Doch seit dem russischen Überfall auf die Ukraine ist der weitere Prozess weitgehend zum Erliegen gekommen. Die westlichen Partner haben sich sanktionsbedingt zurückgezogen. Und auch in Russland wird der Beseitigung der nuklearen Altlasten des Kalten Krieges in Barentssee und Karasee keine hohe Priorität mehr eingeräumt.
Putins Desinteresse
Im Februar 2023 verschob Putin mit einem Erlass die Sanierung der Gebiete, in denen sich Anlagen mit abgebrannten Brennelementen und radioaktiven Abfällen befinden, auf die Zeit nach 2035. Zwei Monate danach wurde mit Bellona die Organisation, die sich seit über zwei Jahrzehnten für eine Bergung der radioaktiven Altlasten in Barentssee und Karasee einsetzt, zur „unerwünschten Organisation“ erklärt. Damit ist ihr dort jegliche Tätigkeit untersagt.
Die größten Sorgen bereiten dem inzwischen in Norwegen lebenden Nikitin aktuell die auf Grund liegenden Atom-U-Boote KA-27, „Komsomolez“ und K-159. Das KA-27 war im Herbst 1982 in der Karasee versenkt worden, wo es heute in rund 75 Metern Wassertiefe liegt. Sieben Jahre später, am 7. April 1989, war die „Komsomolez“ gesunken, alle 42 Besatzungsmitglieder kamen ums Leben. Womöglich werde das in 1.000 Meter Tiefe liegende U-Boot niemals geborgen werden, mutmaßt Nikitin. Dabei sei das Wrack eine ständige Gefahr für die Umwelt, in ihm befinden sich mehrere Atomtorpedos mit Sprengköpfen und ein Atomreaktor.
Auch wenn in regelmäßigen Abständen versucht werde, Strahlungswerte zu messen, denke doch derzeit niemand an eine Bergung, sagt Nikitin. Das K-159 war ein Atom-U-Boot der sowjetischen und später der russischen Marine. 2003 sank es, bereits außer Dienst gestellt, mit neun Besatzungsmitgliedern. Das Wrack liegt in der Nähe der Insel Kildin in der Barentssee, etwa 20 Kilometer östlich der Kola-Bucht.
Verseuchte Infrastruktur
Nicht nur am Meeresgrund lauern die radioaktiven Altlasten der sowjetischen und russischen Flotte. Auch die Infrastruktur, die für die Versorgung der Flotte gebaut wurde, ist verseucht. Deshalb ist wohl an keinem Ort im Norden Russlands die radioaktive Bedrohung so groß wie am Marine-Stützpunkt in der Andrejewa-Bucht in der Region Murmansk.

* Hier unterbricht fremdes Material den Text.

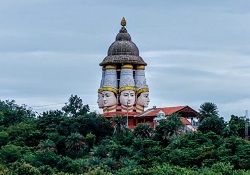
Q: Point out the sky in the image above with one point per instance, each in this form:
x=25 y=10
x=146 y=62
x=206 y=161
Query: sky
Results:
x=197 y=51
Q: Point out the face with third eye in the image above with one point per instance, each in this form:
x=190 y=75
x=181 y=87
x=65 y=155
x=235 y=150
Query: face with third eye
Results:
x=127 y=98
x=143 y=99
x=100 y=100
x=109 y=98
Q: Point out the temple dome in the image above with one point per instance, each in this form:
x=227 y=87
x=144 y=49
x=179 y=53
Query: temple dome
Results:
x=123 y=50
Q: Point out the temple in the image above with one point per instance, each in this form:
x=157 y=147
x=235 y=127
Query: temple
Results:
x=124 y=90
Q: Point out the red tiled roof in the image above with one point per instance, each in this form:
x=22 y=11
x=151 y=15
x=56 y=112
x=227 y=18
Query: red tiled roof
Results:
x=112 y=114
x=166 y=110
x=185 y=121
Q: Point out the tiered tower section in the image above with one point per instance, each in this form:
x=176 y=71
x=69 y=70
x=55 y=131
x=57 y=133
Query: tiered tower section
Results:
x=123 y=86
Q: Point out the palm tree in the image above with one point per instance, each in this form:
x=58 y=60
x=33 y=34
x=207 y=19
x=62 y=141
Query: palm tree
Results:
x=119 y=125
x=207 y=109
x=143 y=130
x=75 y=142
x=47 y=145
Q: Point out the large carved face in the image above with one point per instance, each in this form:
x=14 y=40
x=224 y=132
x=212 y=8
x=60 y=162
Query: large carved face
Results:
x=100 y=101
x=127 y=98
x=143 y=99
x=109 y=98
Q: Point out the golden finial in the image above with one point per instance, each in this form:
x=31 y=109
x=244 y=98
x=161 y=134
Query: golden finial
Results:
x=123 y=21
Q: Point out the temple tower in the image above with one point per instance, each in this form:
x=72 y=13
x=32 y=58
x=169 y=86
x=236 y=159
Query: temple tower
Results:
x=123 y=86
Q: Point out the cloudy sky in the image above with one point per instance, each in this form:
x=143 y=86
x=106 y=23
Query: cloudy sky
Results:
x=197 y=51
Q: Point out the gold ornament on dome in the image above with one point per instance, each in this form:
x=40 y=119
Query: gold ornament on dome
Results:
x=132 y=88
x=127 y=66
x=123 y=22
x=111 y=89
x=140 y=67
x=110 y=67
x=100 y=90
x=142 y=90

Etwa die Hälfte der dort befindlichen Lager und anderer Strukturen ist nach wie vor verstrahlt: das Gebäude Nr. 5 beispielsweise oder die Trockenlager Nr. 2-A, 2-I und 3-A, in die die abgebrannten Brennelemente aus Gebäude Nr. 5 nach einem Leck 1982 verbracht wurden. Hier lagern etwa 15.300 Tonnen schwach- bis mittelradioaktiven Abfalls.
Wie kann es nun weitergehen? Noch vor einem Jahrzehnt waren die Aussichten, die ökologischen Folgen der vor sich hin verrottenden Altlasten in den Griff zu bekommen, nicht schlecht. Doch der seit dem 24. Februar 2022 andauernde Krieg hat diese Perspektiven begraben. Von den westlichen Partnern ist aktuell nichts zu erwarten. Umgekehrt will auch Russland nicht mehr mit dem Westen zusammenarbeiten. Und wer in Russland mit Moskau in einen Dialog zu diesem Thema treten will, muss mit beruflichen Nachteilen rechnen. Wer mit der dort verbotenen Umweltorganisation Bellona zusammenarbeitet, steht erst recht mit einem Bein im Gefängnis.
Dass es grenzübergreifende und globale Probleme gibt und man die Welt nur gemeinsam erhalten kann, ist in Zeiten wie diesen in Russland eine Minderheitenposition. Eine Bergung und sichere Lagerung der strahlenden Altlasten des Wettrüstens im Nordmeer ist damit in weite Ferne gerückt.